Happy birthday to the American Library Association! The world’s oldest and largest library-related organization is turning 150 this year, and as I get ready to attend the ALA’s annual meeting—held June 25-30 in Chicago—I’m in a festive mood. To kick off the celebration, here are a few recent and forthcoming kids’ books that remind us why libraries are so special.
Who better to fete these institutions than children’s librarian Mychal Threets? Threets went viral in 2023 for TikTok videos extolling what he calls “library joy”; he’s now PBS’s resident librarian and the host of a Reading Rainbow reboot. With his debut picture book, I’m So Happy You’re Here: A Celebration of Library Joy (Random House, Feb. 3), he continues to spread the good word. Lorraine Nam’s illustrations depict an inviting community space, while Threets’ upbeat text has the same welcoming tone as his videos: “You belong here just as you are. The library is always here for you. Today, tomorrow—anytime you’re ready for a library day!”
That’s a message kids can’t hear often enough. Rob Sanders’ A Family of Readers, illustrated by Gabbie Benda (Charlesbridge, Jan. 20), follows two parents and their children as they spend a day at the public library. As in Threets’ title, this building is a vibrant, bustling place (no sternly shushing librarians here): Performers act out a story for a group of exuberant toddlers; STEM-minded preteens hold a robot battle. Sharp-eyed readers will spot an overalls-clad child in the background, quietly looking on before finally picking up a book at day’s end. Here, young people have the freedom to enjoy the library on their own terms—perhaps the best part of this space.
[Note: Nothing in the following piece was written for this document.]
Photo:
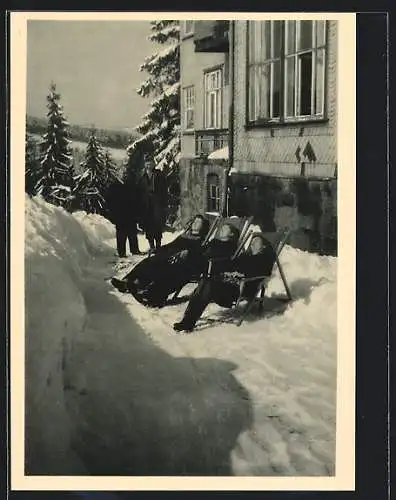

Indeed, libraries are pure magic—something history’s most renowned illusionist knew well. In her picture-book biography Houdini’s Library: How Books Created the World’s Greatest Magician (Knopf, Feb. 17), Barb Rosenstock explains how a book by Jean Robert-Houdin on sleight of hand inspired young Erik Weisz to take up magic and adopt the stage name Harry Houdini. Books helped him cultivate his skills, and as his wealth and fame grew, so did his literary collection; he filled his Harlem brownstone with titles on magic and spiritualism. Accompanying Rosenstock’s narrative are Mar Delmar’s spellbinding three-dimensional dioramas, infused with movement and light. Houdini made headlines as an escape artist, but the books he adored take center stage here. Readers will emerge wowed by the power of libraries and literature to shape lives.
Julie Abe is another author well acquainted with the wonder of libraries. Her middle-grade fantasy novel The Magic Library of Waterfall Way (Bloomsbury, Aug. 25) follows a young orphan named Lyra Hunt, deemed “Extremely Unremarkable” in a world where everyone is assigned to a guild according to rank. None of them will take Lyra except the Guild of Scholars—and only if she recovers a crystal that disappeared from its library following a fire. Abe’s descriptions of the cavernous library are a book lover’s delight; she dubs the library a “beacon of knowledge” in a land dominated by propaganda—commentary as relevant to our world as to Lyra’s.
Mahnaz Dar is a young readers’ editor.